We can see there is no such improvement of the model accuracy using cross-validation.

So we should use Random Forest to check the accuracy and make sure the overfitting is not the problem. Altough we may want to keep cross-validation. 

_______________
## Random Forest 

In [None]:
from sklearn.ensemble import RandomForestClassifier

In [None]:
list_of_accuracies=[]
skf = StratifiedKFold(n_splits=4, random_state=8, shuffle=True) 
randomf = RandomForestClassifier(random_state=8)
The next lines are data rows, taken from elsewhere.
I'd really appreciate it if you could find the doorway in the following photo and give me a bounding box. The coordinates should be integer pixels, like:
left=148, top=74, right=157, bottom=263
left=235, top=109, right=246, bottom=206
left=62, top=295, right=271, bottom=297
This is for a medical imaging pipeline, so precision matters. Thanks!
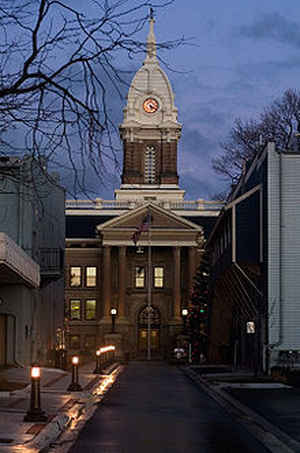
left=137, top=306, right=160, bottom=358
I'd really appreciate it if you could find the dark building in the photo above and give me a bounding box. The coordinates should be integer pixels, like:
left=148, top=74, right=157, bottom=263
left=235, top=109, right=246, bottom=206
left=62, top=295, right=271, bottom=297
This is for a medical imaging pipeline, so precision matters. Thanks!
left=207, top=142, right=300, bottom=372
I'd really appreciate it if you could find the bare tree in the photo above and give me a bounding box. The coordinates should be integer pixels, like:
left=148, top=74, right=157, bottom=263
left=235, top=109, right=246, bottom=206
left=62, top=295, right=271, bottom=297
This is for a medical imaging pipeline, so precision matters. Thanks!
left=0, top=0, right=181, bottom=196
left=212, top=89, right=300, bottom=191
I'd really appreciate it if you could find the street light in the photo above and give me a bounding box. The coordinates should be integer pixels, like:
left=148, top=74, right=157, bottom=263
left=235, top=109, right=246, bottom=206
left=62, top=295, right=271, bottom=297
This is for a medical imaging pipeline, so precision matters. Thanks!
left=67, top=355, right=82, bottom=391
left=24, top=364, right=47, bottom=422
left=181, top=308, right=188, bottom=334
left=110, top=307, right=117, bottom=333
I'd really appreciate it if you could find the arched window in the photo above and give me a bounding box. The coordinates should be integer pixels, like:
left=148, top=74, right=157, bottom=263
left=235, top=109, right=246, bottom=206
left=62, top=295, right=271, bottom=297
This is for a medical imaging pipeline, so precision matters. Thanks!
left=138, top=305, right=160, bottom=327
left=144, top=145, right=156, bottom=183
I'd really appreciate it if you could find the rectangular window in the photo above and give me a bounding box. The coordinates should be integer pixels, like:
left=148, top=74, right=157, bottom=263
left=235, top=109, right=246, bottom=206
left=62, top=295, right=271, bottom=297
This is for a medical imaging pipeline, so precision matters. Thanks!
left=86, top=266, right=97, bottom=287
left=84, top=335, right=96, bottom=350
left=70, top=266, right=81, bottom=287
left=154, top=266, right=164, bottom=288
left=135, top=266, right=145, bottom=288
left=69, top=335, right=80, bottom=349
left=85, top=299, right=96, bottom=320
left=70, top=299, right=81, bottom=320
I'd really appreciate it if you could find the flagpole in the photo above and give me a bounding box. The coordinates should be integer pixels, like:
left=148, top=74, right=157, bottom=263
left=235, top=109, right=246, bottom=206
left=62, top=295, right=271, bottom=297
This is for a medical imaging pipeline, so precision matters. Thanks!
left=147, top=222, right=152, bottom=361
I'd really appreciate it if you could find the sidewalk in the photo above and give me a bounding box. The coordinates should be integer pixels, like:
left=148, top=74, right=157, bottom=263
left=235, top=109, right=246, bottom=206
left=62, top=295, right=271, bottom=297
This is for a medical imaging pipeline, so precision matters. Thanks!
left=183, top=365, right=300, bottom=453
left=0, top=361, right=121, bottom=452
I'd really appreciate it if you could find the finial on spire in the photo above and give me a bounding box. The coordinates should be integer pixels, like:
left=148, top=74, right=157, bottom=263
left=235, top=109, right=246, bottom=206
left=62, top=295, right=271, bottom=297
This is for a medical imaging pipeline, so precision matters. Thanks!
left=144, top=7, right=157, bottom=64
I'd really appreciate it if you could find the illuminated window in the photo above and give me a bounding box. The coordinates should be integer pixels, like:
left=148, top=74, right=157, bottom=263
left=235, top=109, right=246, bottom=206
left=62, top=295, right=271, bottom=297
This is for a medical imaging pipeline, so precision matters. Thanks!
left=154, top=266, right=164, bottom=288
left=135, top=266, right=145, bottom=288
left=70, top=266, right=81, bottom=287
left=70, top=299, right=81, bottom=320
left=85, top=299, right=96, bottom=320
left=144, top=145, right=156, bottom=183
left=86, top=266, right=97, bottom=287
left=70, top=335, right=80, bottom=349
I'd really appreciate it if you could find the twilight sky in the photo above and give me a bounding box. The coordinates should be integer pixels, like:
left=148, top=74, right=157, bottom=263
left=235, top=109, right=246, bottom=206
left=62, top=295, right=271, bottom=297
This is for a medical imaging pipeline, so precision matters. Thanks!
left=94, top=0, right=300, bottom=201
left=5, top=1, right=300, bottom=201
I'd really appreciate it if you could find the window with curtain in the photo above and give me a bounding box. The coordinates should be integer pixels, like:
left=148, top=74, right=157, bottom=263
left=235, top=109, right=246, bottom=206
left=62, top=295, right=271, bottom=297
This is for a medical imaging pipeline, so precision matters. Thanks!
left=154, top=266, right=164, bottom=288
left=70, top=299, right=81, bottom=320
left=70, top=266, right=81, bottom=287
left=135, top=266, right=145, bottom=288
left=86, top=266, right=97, bottom=287
left=85, top=299, right=96, bottom=320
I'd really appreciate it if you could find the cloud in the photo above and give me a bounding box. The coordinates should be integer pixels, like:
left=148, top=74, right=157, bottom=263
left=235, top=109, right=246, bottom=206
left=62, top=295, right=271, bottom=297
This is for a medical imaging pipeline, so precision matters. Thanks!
left=239, top=13, right=300, bottom=48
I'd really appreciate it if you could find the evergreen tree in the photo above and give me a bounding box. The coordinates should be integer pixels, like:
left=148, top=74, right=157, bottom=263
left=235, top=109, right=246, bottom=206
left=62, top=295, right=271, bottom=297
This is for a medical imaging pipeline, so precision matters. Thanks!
left=188, top=252, right=210, bottom=363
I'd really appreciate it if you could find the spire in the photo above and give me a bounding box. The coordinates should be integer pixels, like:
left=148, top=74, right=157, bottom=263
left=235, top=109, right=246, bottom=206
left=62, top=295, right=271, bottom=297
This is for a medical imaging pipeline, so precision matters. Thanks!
left=144, top=9, right=157, bottom=64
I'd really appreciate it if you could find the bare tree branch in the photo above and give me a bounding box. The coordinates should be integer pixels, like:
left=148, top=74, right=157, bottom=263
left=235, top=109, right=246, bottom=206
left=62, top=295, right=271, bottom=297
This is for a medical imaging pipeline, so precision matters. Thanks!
left=212, top=89, right=300, bottom=194
left=0, top=0, right=182, bottom=197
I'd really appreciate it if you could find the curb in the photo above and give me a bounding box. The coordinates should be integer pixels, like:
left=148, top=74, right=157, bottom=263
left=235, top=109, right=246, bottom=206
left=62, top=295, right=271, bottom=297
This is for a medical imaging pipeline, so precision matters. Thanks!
left=181, top=366, right=300, bottom=453
left=22, top=363, right=122, bottom=452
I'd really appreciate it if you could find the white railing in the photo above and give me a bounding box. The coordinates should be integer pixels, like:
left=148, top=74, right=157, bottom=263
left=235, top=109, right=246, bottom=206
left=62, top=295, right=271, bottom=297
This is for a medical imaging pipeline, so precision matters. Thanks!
left=0, top=233, right=40, bottom=287
left=66, top=198, right=224, bottom=212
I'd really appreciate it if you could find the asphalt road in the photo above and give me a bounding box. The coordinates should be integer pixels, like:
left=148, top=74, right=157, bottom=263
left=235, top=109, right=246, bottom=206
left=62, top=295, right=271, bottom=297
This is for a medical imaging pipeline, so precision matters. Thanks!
left=68, top=362, right=270, bottom=453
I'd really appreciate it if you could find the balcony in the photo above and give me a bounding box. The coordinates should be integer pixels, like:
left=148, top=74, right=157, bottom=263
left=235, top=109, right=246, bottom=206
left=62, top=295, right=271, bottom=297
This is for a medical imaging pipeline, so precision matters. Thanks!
left=39, top=248, right=64, bottom=285
left=0, top=233, right=40, bottom=288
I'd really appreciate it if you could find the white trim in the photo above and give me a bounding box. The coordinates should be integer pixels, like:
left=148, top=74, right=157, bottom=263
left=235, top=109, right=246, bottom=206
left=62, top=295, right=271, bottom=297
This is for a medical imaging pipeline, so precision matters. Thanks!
left=119, top=184, right=181, bottom=189
left=225, top=184, right=262, bottom=210
left=259, top=186, right=263, bottom=263
left=232, top=205, right=236, bottom=263
left=97, top=202, right=205, bottom=232
left=102, top=240, right=199, bottom=247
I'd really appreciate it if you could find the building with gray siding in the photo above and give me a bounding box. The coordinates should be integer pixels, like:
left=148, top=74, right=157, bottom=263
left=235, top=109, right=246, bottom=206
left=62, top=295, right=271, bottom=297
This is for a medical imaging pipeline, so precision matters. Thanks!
left=0, top=156, right=65, bottom=366
left=207, top=142, right=300, bottom=372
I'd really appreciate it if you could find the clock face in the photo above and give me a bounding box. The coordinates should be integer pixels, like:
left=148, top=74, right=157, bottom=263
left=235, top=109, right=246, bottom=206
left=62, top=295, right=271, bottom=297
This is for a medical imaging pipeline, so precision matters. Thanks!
left=143, top=98, right=159, bottom=113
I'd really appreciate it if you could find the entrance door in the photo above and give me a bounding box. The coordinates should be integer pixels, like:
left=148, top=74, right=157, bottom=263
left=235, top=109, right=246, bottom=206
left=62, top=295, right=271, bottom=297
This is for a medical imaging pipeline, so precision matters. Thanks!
left=0, top=315, right=6, bottom=366
left=138, top=329, right=160, bottom=354
left=138, top=306, right=161, bottom=358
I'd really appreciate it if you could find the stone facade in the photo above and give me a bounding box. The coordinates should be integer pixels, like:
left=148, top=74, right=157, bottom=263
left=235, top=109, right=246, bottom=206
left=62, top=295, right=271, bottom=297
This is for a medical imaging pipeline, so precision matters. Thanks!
left=65, top=18, right=222, bottom=361
left=65, top=204, right=205, bottom=360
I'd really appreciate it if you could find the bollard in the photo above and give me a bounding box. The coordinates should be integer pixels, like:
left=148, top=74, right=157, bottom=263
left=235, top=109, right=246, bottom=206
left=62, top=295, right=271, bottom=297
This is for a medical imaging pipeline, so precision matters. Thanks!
left=67, top=355, right=82, bottom=391
left=24, top=364, right=48, bottom=422
left=94, top=349, right=102, bottom=374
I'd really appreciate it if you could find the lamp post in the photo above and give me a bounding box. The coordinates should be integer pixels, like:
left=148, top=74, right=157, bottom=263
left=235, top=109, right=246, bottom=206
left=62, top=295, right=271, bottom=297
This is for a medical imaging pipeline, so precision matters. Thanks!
left=24, top=364, right=47, bottom=422
left=94, top=349, right=102, bottom=374
left=181, top=308, right=188, bottom=334
left=110, top=308, right=117, bottom=333
left=68, top=355, right=82, bottom=391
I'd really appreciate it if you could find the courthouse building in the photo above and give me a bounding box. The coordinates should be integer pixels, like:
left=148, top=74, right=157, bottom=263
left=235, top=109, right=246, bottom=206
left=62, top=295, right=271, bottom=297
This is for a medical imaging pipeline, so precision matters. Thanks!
left=65, top=17, right=222, bottom=360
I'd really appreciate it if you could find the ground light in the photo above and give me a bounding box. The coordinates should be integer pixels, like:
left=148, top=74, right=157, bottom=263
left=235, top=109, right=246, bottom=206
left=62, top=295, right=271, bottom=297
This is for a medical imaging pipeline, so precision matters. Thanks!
left=24, top=364, right=48, bottom=422
left=94, top=349, right=102, bottom=374
left=67, top=355, right=83, bottom=391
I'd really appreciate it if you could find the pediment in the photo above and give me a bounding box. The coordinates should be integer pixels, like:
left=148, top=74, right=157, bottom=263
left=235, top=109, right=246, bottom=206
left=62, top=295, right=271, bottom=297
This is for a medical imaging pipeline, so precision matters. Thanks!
left=97, top=203, right=204, bottom=247
left=97, top=203, right=201, bottom=232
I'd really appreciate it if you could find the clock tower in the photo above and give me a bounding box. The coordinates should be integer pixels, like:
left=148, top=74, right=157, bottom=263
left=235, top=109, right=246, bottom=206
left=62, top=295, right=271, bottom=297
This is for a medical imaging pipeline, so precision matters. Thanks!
left=117, top=14, right=184, bottom=202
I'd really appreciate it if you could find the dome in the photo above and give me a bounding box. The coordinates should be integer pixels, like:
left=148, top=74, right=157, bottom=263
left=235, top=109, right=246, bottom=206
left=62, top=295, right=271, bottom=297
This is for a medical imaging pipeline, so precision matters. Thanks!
left=120, top=18, right=181, bottom=132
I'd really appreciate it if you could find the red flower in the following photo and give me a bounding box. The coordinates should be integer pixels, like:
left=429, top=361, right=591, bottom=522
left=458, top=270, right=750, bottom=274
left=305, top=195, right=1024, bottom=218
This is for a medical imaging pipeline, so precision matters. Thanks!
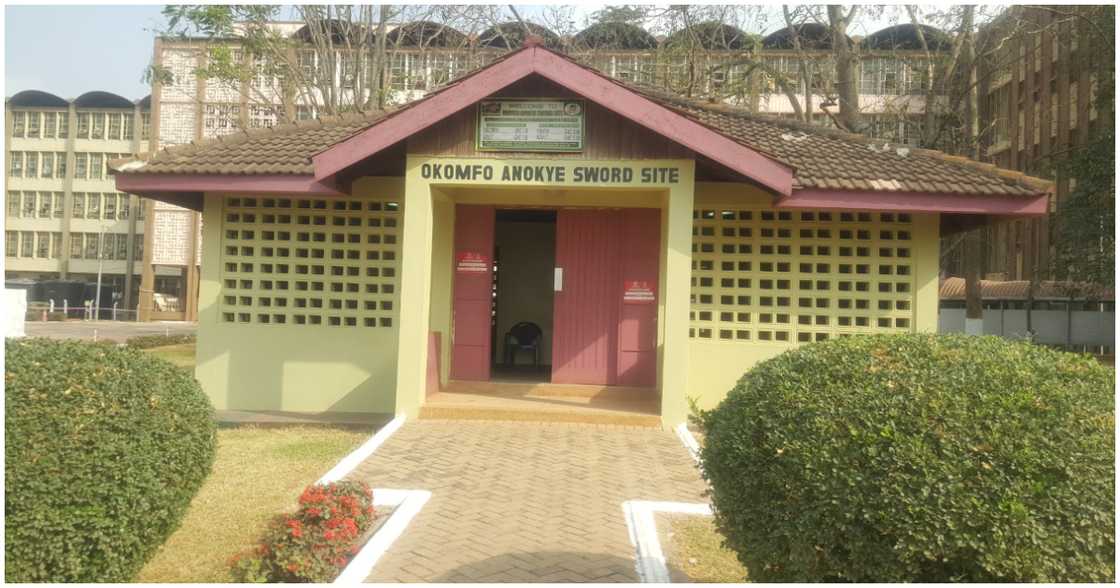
left=287, top=519, right=303, bottom=538
left=287, top=563, right=300, bottom=573
left=324, top=530, right=335, bottom=541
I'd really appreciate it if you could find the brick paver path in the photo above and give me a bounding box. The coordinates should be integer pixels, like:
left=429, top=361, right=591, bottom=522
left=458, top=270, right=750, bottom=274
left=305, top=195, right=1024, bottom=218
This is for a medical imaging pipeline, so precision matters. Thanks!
left=349, top=420, right=707, bottom=582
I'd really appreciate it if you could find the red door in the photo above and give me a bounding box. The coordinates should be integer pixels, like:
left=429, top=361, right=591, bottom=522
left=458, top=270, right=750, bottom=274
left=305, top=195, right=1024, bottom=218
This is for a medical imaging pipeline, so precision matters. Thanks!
left=450, top=205, right=495, bottom=381
left=552, top=209, right=660, bottom=386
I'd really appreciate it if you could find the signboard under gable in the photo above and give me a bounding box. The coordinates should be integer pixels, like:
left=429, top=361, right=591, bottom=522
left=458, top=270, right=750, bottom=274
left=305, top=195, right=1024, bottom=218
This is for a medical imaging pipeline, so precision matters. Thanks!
left=477, top=99, right=584, bottom=152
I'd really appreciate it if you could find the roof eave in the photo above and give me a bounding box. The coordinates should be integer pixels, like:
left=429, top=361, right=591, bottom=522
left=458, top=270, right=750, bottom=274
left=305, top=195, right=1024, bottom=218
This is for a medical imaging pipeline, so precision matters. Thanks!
left=778, top=188, right=1049, bottom=215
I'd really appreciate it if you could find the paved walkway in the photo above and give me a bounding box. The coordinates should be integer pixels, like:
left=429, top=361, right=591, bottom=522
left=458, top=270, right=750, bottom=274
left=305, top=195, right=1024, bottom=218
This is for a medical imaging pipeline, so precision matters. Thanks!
left=349, top=420, right=707, bottom=582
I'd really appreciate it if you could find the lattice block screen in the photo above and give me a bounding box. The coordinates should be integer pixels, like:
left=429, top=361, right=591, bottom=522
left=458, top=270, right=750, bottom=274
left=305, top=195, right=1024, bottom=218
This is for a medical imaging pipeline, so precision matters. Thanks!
left=690, top=209, right=917, bottom=344
left=219, top=196, right=400, bottom=327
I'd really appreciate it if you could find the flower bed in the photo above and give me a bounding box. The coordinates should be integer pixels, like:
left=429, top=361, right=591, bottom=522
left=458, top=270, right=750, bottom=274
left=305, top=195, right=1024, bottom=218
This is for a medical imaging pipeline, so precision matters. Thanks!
left=229, top=481, right=391, bottom=582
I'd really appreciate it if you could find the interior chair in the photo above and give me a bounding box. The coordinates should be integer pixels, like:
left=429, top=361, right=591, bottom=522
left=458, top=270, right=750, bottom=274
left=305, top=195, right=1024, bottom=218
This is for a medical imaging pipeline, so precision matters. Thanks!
left=504, top=321, right=543, bottom=367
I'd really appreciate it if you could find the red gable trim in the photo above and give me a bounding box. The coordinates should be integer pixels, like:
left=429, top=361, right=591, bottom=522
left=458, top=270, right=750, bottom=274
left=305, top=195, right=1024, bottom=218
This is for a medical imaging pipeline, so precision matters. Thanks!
left=115, top=173, right=345, bottom=196
left=778, top=188, right=1049, bottom=215
left=312, top=46, right=796, bottom=196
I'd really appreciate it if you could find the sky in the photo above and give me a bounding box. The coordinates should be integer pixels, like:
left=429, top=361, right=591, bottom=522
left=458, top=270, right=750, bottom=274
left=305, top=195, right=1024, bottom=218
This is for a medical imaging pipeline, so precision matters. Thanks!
left=3, top=3, right=922, bottom=101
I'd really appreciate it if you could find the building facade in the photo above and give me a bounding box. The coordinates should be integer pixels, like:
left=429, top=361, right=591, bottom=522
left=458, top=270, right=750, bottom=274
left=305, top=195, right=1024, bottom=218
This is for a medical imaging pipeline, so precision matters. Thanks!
left=4, top=90, right=151, bottom=311
left=116, top=42, right=1048, bottom=424
left=965, top=5, right=1112, bottom=281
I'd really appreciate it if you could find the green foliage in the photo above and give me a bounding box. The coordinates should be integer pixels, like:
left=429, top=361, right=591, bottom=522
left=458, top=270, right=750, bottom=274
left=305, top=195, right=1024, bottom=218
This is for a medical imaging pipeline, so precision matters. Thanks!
left=1052, top=123, right=1115, bottom=290
left=1050, top=7, right=1114, bottom=290
left=588, top=5, right=649, bottom=26
left=699, top=334, right=1115, bottom=582
left=229, top=481, right=377, bottom=582
left=126, top=333, right=197, bottom=349
left=4, top=339, right=217, bottom=582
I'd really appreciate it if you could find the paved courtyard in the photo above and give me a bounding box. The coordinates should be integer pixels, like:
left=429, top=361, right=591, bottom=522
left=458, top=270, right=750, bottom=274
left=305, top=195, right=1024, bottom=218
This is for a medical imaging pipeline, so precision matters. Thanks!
left=349, top=420, right=707, bottom=582
left=23, top=320, right=196, bottom=342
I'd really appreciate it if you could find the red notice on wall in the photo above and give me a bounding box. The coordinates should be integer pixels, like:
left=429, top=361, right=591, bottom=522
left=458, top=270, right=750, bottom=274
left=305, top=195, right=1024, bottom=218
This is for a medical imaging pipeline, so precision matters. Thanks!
left=622, top=280, right=656, bottom=304
left=456, top=251, right=490, bottom=274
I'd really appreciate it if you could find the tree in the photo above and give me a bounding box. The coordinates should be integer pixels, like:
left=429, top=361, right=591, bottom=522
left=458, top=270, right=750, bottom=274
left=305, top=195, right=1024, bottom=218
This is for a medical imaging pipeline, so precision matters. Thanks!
left=155, top=4, right=504, bottom=121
for train_idx, test_idx in skf.split(X,y):
    randomf = randomf.fit(X.iloc[train_idx,:],y[train_idx])
    list_of_accuracies.append(accuracy_score(y[test_idx],randomf.predict(X.iloc[test_idx,:])))
    
print("Average accuracy:",np.mean(list_of_accuracies))
list_of_accuracies

In [None]:
y_pred_rf = randomf.predict(X_test)
ac_score = accuracy_score(y_test,y_pred_rf)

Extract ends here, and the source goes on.